A spokesman for the California Department of Corrections and Rehabilitation gave an even higher percentage — 37% — but noted that most of the patients have lower-level conditions that do not require inpatient or enhanced outpatient treatment.

Murray, who has been diagnosed at different points in time with schizophrenia and bipolar disorder and has spent the last three years in jail and prison, is part of that surge. Those close to his case see it as an illustration of the pitfalls in the intersection between the mental health and criminal justice systems.

“Everything that could go wrong did go wrong,” said his attorney, Mieke ter Poorten.

*****

Murray’s beginnings did not seem auspicious.

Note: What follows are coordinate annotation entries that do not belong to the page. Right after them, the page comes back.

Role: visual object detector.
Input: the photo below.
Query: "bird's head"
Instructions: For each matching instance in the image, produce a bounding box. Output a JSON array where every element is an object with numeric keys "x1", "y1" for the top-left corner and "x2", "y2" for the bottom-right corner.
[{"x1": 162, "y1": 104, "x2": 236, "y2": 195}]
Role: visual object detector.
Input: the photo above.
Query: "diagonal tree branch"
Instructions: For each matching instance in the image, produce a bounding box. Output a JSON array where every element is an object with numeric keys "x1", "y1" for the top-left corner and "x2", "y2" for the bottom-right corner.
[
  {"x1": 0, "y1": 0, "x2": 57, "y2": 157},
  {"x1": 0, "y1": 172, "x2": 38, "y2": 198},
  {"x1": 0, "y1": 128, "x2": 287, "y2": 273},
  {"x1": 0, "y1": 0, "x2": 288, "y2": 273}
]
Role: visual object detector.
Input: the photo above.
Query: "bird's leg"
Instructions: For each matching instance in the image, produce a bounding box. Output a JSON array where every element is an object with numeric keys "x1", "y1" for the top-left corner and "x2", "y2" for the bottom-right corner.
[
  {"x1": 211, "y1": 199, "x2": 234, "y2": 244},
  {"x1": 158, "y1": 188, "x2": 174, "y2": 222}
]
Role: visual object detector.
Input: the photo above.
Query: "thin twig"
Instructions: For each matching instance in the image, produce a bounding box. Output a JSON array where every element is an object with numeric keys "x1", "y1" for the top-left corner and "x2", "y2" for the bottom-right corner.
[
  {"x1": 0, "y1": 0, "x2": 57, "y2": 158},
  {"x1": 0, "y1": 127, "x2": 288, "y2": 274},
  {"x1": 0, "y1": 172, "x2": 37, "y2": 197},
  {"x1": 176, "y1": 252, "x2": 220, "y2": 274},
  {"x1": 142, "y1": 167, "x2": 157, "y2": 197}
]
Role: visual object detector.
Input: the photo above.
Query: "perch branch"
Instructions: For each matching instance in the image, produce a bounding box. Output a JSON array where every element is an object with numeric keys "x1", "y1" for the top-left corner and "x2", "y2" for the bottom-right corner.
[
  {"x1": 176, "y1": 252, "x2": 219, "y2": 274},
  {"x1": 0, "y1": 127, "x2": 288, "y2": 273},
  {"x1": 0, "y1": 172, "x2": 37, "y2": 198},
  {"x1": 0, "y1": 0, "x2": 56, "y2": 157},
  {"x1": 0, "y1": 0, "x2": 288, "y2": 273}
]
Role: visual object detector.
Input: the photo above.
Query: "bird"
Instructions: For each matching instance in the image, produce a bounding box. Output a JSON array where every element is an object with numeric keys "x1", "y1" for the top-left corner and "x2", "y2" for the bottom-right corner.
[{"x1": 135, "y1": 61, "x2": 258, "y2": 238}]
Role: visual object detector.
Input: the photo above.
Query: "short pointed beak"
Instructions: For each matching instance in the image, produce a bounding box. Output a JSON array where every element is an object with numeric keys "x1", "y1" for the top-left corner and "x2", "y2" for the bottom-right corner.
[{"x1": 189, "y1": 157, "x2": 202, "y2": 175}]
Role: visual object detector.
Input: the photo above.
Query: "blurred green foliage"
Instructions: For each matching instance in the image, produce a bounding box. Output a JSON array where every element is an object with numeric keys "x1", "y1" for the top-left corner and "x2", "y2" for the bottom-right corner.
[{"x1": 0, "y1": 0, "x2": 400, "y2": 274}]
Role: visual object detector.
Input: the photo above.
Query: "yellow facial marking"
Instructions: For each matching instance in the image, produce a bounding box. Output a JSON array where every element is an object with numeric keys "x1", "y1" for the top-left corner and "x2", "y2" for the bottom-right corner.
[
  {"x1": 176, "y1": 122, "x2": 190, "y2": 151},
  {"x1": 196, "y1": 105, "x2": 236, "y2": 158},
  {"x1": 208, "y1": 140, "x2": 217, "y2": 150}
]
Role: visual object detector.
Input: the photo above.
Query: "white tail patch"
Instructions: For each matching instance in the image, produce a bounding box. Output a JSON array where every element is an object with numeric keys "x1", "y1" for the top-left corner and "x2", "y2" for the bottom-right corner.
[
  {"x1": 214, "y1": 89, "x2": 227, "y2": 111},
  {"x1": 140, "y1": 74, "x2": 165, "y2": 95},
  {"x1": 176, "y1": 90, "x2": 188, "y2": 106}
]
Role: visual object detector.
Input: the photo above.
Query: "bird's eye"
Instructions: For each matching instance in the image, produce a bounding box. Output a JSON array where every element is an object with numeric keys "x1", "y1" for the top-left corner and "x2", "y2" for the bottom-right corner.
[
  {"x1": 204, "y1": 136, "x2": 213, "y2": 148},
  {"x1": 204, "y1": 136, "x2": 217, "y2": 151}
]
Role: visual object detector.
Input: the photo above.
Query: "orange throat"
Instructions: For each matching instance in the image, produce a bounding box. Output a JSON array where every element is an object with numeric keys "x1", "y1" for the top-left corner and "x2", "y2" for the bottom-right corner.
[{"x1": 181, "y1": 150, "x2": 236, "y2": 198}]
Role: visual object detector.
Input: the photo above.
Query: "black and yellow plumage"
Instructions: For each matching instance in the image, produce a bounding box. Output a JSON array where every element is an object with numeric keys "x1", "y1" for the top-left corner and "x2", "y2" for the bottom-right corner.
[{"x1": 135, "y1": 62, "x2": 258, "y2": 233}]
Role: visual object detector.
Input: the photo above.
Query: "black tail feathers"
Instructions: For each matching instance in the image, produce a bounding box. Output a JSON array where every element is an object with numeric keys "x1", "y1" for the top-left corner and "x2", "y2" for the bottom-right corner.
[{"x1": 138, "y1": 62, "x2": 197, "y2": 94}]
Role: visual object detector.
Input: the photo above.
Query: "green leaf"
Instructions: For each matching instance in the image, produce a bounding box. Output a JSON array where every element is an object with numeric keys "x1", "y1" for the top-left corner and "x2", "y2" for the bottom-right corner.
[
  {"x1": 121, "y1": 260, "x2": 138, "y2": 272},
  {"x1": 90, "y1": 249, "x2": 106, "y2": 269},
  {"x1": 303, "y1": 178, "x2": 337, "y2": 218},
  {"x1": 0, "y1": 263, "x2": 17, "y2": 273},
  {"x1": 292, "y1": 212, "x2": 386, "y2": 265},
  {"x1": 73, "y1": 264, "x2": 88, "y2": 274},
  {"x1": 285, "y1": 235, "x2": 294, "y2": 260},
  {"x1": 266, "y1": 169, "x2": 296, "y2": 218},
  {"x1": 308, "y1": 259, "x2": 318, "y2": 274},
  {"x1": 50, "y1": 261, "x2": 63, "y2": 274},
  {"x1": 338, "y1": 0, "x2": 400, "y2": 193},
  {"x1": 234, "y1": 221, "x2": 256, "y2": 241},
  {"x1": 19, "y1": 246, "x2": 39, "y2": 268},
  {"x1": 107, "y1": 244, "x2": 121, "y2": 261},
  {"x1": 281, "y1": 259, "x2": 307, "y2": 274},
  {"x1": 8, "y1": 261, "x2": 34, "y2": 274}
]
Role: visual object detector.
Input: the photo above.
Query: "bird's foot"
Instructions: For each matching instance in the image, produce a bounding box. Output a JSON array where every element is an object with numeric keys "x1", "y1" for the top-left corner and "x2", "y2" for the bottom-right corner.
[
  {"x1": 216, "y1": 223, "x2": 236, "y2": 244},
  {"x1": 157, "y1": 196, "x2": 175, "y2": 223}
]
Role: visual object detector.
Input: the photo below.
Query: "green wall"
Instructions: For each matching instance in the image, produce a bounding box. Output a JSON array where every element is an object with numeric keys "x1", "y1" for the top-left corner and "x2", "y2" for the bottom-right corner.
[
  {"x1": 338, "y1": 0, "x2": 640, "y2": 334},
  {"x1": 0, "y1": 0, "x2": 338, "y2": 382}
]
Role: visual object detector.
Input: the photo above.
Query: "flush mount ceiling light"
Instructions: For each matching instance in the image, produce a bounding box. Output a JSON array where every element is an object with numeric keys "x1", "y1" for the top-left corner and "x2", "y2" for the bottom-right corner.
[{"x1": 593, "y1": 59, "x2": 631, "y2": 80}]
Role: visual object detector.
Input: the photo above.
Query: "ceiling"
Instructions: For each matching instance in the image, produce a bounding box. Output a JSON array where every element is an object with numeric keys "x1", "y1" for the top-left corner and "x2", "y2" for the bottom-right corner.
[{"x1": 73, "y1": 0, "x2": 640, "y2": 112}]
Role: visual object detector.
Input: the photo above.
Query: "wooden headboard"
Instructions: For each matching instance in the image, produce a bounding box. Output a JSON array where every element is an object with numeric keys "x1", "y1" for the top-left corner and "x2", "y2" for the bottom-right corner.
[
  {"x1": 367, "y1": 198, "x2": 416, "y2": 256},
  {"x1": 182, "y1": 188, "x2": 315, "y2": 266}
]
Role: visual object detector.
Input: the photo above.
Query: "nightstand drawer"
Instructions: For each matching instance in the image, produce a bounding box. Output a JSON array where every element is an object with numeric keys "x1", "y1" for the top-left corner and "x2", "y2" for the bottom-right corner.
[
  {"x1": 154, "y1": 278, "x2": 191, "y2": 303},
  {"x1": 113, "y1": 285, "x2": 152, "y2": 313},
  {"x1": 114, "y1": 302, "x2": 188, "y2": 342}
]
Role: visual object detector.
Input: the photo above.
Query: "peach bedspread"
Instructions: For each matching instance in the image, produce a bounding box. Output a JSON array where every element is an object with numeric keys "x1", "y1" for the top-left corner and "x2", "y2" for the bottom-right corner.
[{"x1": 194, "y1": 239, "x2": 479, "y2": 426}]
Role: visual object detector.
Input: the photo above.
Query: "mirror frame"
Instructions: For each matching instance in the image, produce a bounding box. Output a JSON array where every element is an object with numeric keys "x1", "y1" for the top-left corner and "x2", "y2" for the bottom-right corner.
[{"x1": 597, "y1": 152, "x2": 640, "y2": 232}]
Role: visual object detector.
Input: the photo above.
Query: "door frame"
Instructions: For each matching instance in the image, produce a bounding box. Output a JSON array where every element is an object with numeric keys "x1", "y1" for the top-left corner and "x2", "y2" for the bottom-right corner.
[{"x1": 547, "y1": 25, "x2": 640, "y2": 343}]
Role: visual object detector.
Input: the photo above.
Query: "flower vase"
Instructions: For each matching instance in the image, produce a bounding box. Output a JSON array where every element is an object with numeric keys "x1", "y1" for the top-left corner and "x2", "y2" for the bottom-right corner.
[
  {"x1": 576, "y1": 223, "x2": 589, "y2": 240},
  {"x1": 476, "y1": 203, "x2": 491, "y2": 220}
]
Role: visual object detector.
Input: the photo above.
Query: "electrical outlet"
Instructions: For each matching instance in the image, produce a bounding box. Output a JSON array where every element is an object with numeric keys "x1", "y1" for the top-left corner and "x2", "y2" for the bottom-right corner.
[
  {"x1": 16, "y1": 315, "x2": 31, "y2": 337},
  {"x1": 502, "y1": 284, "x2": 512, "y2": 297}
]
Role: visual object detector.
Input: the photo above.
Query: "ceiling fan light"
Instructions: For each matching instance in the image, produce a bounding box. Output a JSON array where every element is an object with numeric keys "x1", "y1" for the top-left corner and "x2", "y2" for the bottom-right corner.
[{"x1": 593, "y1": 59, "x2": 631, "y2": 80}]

He was raised in Watts, and his father had been in prison since Murray was a baby. But his mother, Kookie Williams, pushed her children to be successful. Murray’s older sister grew up to be a teacher, his younger sister a corrections officer. Williams got a master’s degree in social work and counsels veterans at Los Angeles Trade Technical College.

Murray also seemed on track to do well. He showed an early aptitude for math and computers, and as a kid he earned spending money by fixing computers for people in the neighborhood. He decided he would become a computer engineer.

A photo of Reginald Murray and his sisters.
A photo of Reginald Murray and his sisters.
(Barbara Davidson / Los Angeles Times )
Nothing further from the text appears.